The recent reports by the press release from the Cabinet Secretary, Ministry of Interior and Co-ordination of National Government, Dr Fred Matiang'i declaring October 10 a public holiday with a different name, Utamaduni Day, has sparked mixed reactions from the public domain. Many thought that the day is long overdue a thing of the past, and had already forgotten such a day as a public holiday whatsoever.
The remarks from the CS came as good news to the Kenyan literature and fasihi teachers who had been given a chance to perform one of the compulsory set texts that are currently being handled in secondary schools.

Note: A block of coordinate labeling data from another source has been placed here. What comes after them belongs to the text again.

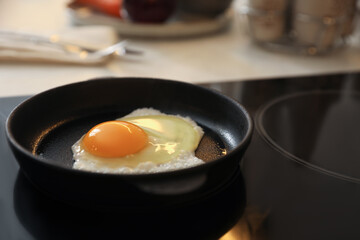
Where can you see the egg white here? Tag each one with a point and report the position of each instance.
(182, 159)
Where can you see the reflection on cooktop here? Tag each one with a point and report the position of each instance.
(285, 199)
(210, 218)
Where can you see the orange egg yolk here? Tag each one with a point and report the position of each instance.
(114, 139)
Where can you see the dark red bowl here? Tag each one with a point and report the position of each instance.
(42, 129)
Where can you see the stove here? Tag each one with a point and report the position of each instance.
(285, 188)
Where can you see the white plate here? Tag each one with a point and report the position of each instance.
(177, 27)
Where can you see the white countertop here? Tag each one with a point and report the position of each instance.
(222, 57)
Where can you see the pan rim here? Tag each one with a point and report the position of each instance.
(50, 163)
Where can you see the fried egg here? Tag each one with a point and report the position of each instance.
(143, 141)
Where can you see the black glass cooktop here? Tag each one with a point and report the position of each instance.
(299, 179)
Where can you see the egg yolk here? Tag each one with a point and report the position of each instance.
(114, 139)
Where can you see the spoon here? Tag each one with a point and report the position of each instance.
(28, 46)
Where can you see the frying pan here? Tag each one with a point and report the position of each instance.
(41, 130)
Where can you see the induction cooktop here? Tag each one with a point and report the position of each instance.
(299, 179)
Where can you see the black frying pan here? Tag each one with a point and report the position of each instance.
(42, 129)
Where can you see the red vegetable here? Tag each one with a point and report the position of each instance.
(109, 7)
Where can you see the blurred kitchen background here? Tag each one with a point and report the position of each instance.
(193, 41)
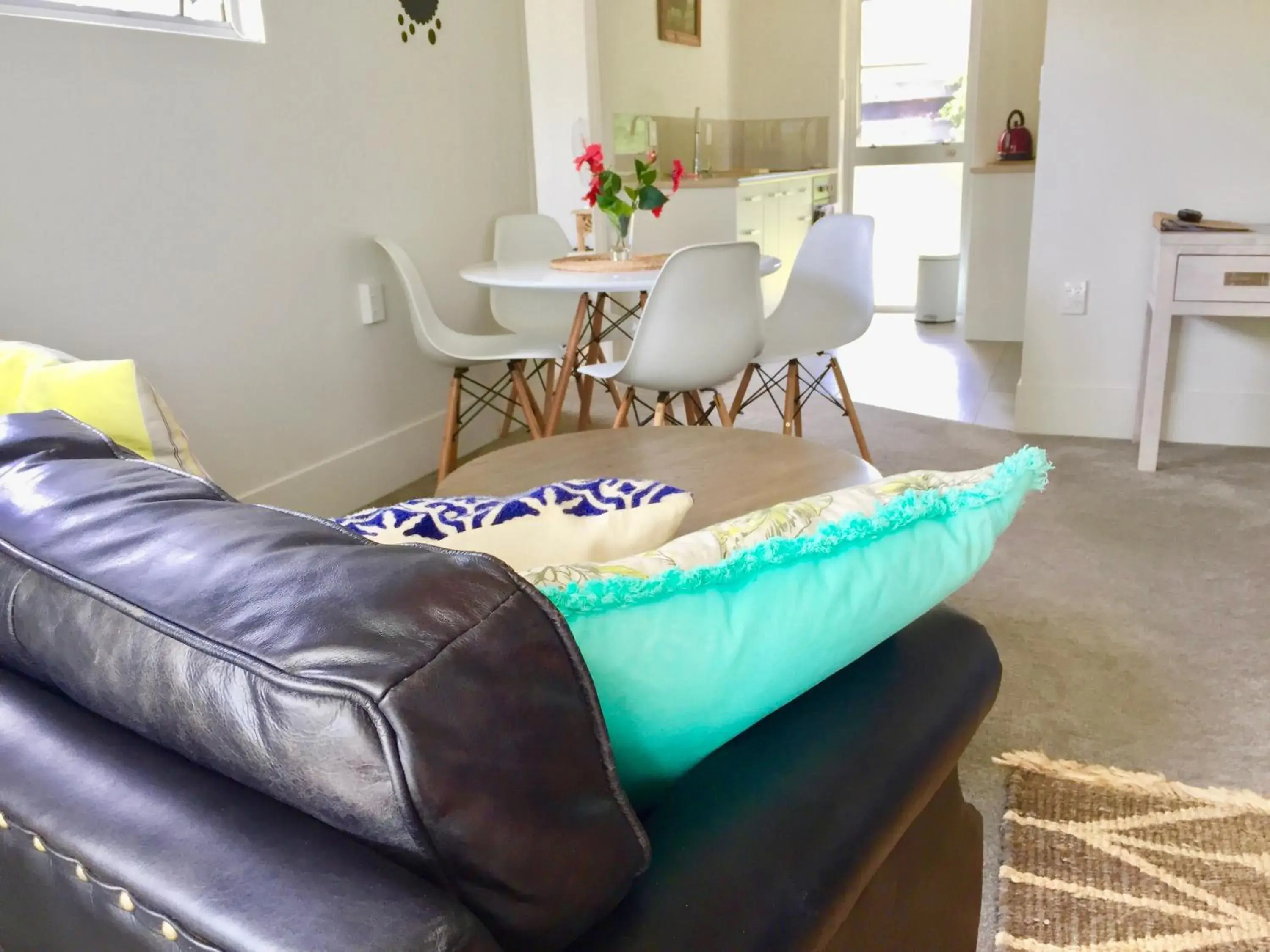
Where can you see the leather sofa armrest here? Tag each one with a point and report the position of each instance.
(136, 843)
(769, 843)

Though the same chance had been granted to TSC, by the government, to prepare its teachers over the same, but the focus was majorly on Mashujaa day.
However, the latest communications stated that the 20th October celebrations are slated with many items, and teachers might not have enough time to bring out the real image from the texts, since the setbooks aforementioned need time to exhaust the whole chapters.
According to the government spokesperson, Retired Colonel Cyrus Oguna, the day has been abruptly scheduled by the government of Kenya just to keep the 10th day of October alive, with the need to recognize the beautiful cultural artifacts and realia that the Kenyan soil posses.
Furthermore, Mr Oguna reported that the day will entirely focus on cultural performances, and teachers are the best Kenyan friends who mostly understand the culture of this nation, and are given the priority to grace most part of the day.
The rare chance granted to the teachers has escalated the preparations of the Kenyan teacher towards that day, and according to reports from TSC, they might perform majorly synopses of the major setbooks; Blossoms of the Savannah(novel) or A Doll's House(play), and Chozi la Heri(riwaya) or Kigogo(tamthilia).